Depois de fracassar na tentativa de conseguir, por intermédio dos governadores tucanos, votos na bancada no PSDB do Senado a favor da prorrogação da Contribuição Provisória sobre Movimentação Financeira (CPMF), o presidente Luiz Inácio Lula da Silva formalizou por meio de carta uma proposta aos senadores para tentar aprovar o imposto. Pela proposta, os recursos da CPMF seriam totalmente destinados à Saúde, progressivamente, até 2010.

A carta do presidente, dirigida ao presidente do Senado, Garibaldi Alves (PMDB-RN), acompanhada de comunicado conjunto dos ministros Guido Mantega (Fazenda) e José Múcio Monteiro (Relações Institucionais), foi lida pelo líder do governo, Romero Jucá (PMDB-RR). Após a leitura, Jucá pediu que a discussão fosse encerrada e a votação, transferida para esta quinta-feira.

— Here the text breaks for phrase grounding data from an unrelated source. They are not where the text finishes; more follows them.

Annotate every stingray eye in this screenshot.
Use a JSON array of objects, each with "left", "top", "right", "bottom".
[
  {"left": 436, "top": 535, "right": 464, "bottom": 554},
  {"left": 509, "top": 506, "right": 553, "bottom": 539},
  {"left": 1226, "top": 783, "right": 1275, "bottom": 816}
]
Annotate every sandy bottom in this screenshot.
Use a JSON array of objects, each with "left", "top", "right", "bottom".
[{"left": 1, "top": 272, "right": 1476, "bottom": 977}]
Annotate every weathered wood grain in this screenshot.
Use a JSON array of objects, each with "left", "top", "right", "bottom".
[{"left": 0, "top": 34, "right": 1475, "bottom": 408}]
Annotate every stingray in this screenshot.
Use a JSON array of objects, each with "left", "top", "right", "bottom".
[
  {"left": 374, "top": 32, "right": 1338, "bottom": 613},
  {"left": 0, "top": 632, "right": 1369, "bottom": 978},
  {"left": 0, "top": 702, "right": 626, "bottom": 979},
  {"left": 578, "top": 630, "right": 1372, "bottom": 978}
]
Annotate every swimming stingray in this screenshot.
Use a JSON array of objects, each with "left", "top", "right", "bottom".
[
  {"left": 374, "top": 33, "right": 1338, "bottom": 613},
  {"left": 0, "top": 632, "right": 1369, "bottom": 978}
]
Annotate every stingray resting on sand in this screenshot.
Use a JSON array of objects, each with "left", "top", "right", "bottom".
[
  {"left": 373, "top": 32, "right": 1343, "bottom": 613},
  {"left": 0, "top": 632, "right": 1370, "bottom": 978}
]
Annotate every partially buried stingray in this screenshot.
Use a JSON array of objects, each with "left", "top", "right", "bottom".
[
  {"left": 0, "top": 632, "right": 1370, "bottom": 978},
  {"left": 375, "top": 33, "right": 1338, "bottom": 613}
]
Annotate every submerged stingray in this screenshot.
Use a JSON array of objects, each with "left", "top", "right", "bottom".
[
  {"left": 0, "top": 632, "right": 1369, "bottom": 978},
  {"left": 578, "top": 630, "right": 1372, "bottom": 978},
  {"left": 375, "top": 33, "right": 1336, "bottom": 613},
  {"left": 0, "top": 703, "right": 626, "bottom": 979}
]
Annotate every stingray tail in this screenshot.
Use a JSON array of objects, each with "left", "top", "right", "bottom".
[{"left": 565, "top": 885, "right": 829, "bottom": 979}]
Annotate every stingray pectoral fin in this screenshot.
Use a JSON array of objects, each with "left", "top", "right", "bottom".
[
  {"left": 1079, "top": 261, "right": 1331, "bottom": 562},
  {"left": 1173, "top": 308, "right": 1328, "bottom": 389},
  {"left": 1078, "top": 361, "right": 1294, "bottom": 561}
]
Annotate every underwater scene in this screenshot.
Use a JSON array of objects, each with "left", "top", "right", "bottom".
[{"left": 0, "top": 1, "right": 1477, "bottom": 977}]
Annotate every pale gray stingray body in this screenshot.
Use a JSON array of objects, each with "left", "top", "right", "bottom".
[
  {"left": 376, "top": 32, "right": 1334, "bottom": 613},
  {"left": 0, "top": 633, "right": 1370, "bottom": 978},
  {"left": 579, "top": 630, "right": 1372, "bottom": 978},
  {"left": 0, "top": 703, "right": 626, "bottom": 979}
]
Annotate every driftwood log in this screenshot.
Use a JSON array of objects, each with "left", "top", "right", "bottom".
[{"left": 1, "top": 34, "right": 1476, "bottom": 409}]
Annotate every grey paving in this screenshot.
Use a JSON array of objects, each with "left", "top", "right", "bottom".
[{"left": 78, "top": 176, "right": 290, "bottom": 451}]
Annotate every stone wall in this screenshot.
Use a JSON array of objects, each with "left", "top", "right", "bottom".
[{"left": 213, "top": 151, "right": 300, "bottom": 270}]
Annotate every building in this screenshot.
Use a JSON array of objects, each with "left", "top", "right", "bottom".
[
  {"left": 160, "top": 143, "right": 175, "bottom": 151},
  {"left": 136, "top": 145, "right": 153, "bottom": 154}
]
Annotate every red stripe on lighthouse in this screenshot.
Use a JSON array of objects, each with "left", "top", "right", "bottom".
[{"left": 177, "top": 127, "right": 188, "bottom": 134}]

A oposição negou o pedido e até às 23 horas, insistia em realizar a votação. "A essa altura meu partido não tem a menor condição de recuar da posição que tomou", disse o líder do DEM, José Agripino (RN), cujo partido fechou questão contra a prorrogação da CPMF. O líder do PSDB, Arthur Virgílio (AM), disse que recebia com "máxima reverência" a carta de Lula e que seu partido concordaria em abrir imediato processo de negociação com o governo, mas sem adiar a votação.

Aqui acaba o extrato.